Appendix: Dataset, description of the main variables and selection process

Appendix: Dataset, description of the main variables and selection process

  • Gross national savings to GDP: taken from the IMF World Economic Outlook 2012 database.

  • Government savings (deficits): we use the ratio of general government net lending to GDP from the IMF World Economic Outlook database as a proxy for governmental budget deficits. We dropped 14 observations, for which deficits exceeded −25 % of GDP, as extreme outliers.

  • Private savings: gross national savings minus government savings. We dropped one case wherein private savings exceeded 150 % of GDP as an inconsistent or extreme outlier.

  • Actual inflation: consumer price inflation taken from the World Development Indicators. We truncated inflation values above 50 % (which is the defined border for hyperinflation) and set all values above 50 % to this. That truncation was applied to 325 of 4512 observations in the basic dataset.

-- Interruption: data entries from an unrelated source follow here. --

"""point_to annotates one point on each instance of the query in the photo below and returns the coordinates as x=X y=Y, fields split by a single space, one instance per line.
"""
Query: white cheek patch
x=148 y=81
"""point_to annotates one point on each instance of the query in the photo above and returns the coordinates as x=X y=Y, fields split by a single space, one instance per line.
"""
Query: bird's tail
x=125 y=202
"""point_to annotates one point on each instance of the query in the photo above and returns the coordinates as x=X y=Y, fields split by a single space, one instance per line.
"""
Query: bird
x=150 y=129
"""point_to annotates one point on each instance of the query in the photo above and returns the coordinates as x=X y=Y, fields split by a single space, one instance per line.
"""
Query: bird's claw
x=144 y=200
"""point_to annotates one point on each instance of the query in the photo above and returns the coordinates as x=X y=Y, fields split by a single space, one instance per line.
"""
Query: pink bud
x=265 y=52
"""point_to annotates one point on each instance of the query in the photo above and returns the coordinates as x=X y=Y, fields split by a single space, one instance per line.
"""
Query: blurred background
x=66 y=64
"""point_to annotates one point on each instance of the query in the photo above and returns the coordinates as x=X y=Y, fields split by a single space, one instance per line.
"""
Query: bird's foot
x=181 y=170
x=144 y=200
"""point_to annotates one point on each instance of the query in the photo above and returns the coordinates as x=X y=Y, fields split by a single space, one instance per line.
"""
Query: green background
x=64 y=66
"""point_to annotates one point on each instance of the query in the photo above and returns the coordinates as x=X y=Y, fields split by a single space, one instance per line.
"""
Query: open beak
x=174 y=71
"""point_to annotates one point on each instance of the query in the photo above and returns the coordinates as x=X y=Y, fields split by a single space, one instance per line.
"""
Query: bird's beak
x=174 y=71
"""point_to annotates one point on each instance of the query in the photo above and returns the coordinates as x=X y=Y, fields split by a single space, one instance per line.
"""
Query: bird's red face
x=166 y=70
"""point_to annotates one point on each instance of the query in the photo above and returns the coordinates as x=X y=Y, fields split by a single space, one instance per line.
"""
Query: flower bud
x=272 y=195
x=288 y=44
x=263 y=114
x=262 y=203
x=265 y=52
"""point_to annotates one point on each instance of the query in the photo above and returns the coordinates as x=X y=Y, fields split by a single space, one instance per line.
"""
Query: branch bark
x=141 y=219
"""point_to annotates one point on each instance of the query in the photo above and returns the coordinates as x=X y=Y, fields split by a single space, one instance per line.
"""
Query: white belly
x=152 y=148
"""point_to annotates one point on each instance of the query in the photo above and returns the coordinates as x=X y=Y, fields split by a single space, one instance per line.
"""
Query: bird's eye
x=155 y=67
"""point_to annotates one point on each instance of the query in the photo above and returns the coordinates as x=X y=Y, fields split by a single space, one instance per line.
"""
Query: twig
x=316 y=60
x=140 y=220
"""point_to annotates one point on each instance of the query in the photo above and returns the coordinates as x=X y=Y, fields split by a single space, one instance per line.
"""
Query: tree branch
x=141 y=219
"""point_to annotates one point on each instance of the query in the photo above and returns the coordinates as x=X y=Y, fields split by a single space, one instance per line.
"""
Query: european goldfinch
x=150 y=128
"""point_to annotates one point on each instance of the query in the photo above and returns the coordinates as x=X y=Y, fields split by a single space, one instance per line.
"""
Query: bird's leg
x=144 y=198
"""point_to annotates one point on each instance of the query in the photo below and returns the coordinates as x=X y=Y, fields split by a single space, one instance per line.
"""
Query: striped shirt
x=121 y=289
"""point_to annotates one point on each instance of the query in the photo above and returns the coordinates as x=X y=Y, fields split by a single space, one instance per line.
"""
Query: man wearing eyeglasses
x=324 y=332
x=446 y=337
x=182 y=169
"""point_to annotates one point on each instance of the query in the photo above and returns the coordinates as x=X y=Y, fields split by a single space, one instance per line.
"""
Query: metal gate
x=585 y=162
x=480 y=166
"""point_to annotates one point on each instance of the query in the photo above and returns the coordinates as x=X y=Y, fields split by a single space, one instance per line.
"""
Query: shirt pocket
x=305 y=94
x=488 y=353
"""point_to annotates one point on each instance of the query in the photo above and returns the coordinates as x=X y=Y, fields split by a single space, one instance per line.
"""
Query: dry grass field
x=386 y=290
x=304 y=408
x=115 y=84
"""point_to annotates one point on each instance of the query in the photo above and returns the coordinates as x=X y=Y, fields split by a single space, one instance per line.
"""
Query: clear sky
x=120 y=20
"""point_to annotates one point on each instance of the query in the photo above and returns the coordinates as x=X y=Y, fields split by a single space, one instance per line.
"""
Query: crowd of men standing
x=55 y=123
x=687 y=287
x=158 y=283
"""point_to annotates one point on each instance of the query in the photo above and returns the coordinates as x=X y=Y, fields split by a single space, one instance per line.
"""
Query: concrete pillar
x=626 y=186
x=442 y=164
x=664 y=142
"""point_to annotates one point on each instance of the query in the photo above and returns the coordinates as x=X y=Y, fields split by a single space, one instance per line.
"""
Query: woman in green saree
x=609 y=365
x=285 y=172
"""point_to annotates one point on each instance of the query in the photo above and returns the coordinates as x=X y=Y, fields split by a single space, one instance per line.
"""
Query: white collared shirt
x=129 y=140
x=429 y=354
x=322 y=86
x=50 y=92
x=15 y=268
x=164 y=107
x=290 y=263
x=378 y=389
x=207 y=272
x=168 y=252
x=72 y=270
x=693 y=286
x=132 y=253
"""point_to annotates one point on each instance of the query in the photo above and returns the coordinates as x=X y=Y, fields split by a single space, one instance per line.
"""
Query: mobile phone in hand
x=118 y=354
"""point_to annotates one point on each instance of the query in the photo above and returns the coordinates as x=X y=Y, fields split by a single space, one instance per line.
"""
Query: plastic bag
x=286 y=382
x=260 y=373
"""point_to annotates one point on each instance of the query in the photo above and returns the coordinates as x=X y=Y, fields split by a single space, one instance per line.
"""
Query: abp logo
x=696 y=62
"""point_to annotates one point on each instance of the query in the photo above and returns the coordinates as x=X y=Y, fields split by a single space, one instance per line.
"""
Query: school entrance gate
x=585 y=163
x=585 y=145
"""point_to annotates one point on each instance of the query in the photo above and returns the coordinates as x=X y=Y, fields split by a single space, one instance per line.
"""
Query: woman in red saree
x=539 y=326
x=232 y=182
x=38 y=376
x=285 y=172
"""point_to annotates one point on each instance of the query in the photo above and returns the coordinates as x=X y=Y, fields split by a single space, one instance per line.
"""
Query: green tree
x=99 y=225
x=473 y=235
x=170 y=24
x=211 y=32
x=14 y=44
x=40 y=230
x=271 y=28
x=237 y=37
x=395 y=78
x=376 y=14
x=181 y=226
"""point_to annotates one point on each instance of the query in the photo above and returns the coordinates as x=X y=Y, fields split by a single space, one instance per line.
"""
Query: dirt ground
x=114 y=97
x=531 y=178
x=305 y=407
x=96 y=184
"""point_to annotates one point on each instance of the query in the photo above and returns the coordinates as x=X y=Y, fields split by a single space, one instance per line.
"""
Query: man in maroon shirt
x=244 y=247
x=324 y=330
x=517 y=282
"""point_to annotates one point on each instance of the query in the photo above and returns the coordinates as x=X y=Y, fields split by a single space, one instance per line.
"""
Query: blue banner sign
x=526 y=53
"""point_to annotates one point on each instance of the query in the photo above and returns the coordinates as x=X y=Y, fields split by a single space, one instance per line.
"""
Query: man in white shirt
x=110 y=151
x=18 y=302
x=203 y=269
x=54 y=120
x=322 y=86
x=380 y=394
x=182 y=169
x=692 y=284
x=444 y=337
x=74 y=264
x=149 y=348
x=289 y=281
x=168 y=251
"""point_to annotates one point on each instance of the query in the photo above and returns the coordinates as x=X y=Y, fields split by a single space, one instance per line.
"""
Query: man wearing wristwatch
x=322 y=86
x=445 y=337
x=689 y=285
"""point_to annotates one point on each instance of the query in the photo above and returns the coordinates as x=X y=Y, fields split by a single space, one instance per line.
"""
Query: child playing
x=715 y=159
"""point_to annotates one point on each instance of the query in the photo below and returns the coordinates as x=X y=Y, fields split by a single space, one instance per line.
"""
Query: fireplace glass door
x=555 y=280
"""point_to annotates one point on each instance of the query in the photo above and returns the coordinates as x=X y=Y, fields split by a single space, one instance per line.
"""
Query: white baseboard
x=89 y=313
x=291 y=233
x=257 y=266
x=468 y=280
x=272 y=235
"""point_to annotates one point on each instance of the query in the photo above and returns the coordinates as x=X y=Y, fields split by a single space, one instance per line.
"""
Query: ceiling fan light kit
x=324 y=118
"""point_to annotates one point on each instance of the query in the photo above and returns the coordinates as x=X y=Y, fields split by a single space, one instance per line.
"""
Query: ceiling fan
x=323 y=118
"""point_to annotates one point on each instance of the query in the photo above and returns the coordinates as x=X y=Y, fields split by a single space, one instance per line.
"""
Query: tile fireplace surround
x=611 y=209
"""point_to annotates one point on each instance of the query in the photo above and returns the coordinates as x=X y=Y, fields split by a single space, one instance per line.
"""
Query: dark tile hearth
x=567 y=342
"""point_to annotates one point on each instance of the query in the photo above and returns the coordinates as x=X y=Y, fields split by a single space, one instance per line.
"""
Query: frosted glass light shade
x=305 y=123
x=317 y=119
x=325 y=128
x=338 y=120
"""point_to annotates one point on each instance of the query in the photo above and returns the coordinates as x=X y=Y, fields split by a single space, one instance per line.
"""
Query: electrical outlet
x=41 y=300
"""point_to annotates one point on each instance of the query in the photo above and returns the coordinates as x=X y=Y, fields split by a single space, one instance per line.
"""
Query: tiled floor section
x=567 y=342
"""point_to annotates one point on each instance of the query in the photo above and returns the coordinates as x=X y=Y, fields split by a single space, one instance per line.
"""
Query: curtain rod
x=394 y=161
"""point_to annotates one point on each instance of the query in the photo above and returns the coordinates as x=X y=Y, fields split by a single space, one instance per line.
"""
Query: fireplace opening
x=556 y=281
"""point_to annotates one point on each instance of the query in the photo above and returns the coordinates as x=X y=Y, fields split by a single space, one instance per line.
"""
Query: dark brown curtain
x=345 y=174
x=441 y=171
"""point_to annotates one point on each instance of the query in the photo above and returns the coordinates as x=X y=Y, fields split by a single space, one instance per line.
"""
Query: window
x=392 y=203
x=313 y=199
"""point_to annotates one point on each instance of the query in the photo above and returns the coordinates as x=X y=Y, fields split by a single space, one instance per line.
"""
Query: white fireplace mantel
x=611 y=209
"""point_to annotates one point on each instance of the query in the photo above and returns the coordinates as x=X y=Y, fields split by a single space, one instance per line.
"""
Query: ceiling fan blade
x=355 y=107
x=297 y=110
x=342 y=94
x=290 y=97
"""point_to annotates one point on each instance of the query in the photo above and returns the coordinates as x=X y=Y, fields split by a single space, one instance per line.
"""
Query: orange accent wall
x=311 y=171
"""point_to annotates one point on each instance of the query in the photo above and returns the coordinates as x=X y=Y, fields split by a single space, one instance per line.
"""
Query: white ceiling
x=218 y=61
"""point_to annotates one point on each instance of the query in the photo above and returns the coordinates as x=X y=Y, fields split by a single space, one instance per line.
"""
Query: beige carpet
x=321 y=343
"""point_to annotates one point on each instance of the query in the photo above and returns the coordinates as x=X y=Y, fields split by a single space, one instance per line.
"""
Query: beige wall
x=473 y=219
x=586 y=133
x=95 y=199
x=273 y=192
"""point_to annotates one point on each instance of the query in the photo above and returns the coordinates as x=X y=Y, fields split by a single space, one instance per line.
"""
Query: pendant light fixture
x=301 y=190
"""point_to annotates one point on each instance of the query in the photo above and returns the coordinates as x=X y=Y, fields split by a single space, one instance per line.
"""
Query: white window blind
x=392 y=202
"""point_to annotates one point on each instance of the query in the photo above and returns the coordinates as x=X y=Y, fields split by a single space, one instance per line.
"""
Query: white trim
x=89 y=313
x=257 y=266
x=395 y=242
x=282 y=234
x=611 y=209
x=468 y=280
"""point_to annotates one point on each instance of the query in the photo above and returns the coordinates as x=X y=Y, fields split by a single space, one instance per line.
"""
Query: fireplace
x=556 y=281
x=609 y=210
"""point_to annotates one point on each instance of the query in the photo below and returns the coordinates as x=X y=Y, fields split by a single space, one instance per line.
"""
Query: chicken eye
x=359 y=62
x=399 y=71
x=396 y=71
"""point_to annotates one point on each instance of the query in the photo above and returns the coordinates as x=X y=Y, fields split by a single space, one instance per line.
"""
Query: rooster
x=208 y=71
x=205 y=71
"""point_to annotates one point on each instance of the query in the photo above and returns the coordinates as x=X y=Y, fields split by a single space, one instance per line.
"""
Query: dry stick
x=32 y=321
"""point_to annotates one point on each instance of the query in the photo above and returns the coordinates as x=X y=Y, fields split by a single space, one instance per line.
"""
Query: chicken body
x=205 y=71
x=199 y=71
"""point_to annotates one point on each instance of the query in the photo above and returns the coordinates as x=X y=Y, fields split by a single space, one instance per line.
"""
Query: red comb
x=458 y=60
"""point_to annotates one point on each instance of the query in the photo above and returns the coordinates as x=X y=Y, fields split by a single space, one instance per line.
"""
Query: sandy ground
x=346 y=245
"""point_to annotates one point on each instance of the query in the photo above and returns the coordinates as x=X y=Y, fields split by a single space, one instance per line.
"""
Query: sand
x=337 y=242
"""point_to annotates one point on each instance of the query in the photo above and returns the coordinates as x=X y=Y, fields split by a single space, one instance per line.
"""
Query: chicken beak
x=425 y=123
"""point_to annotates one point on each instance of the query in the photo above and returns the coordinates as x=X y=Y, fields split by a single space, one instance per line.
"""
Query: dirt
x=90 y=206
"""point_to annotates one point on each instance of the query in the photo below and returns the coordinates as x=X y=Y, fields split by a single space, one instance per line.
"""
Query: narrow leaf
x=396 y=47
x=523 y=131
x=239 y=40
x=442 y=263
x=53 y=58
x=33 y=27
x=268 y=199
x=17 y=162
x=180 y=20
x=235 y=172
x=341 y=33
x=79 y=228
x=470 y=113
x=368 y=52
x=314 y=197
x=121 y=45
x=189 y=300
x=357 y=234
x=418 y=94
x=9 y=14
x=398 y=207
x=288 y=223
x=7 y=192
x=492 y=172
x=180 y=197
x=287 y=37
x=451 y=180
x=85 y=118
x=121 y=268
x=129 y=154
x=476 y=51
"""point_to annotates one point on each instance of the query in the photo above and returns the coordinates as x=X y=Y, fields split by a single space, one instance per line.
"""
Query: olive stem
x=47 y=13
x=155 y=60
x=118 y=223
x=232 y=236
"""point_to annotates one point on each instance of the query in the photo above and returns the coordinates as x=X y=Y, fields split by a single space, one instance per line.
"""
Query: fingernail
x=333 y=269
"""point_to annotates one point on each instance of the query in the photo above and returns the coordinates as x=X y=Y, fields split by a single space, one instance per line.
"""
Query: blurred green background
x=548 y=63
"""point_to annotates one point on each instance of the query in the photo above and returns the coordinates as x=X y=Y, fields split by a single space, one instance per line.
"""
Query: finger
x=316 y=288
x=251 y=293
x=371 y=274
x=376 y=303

  • Three-year average inflation: inflation average over the last three years before the year under consideration.

  • Real interest rates: taken from the World Bank Database and truncated to −10 % to 50 %, which replaced 190 values below −10 % and 34 over 50 % out of 3534 observations.

  • Real GDP per capita, log: the log of the variable ‘rgdpch’, taken from the PWT 7.0. This is the real GDP, chain-linked series in PPP prices with 2005 as the base year.

  • Real GDP growth: the variable ‘grgdpch’ taken from the PWT 7.0, which is the real growth rate of the ‘rgdpch’ series.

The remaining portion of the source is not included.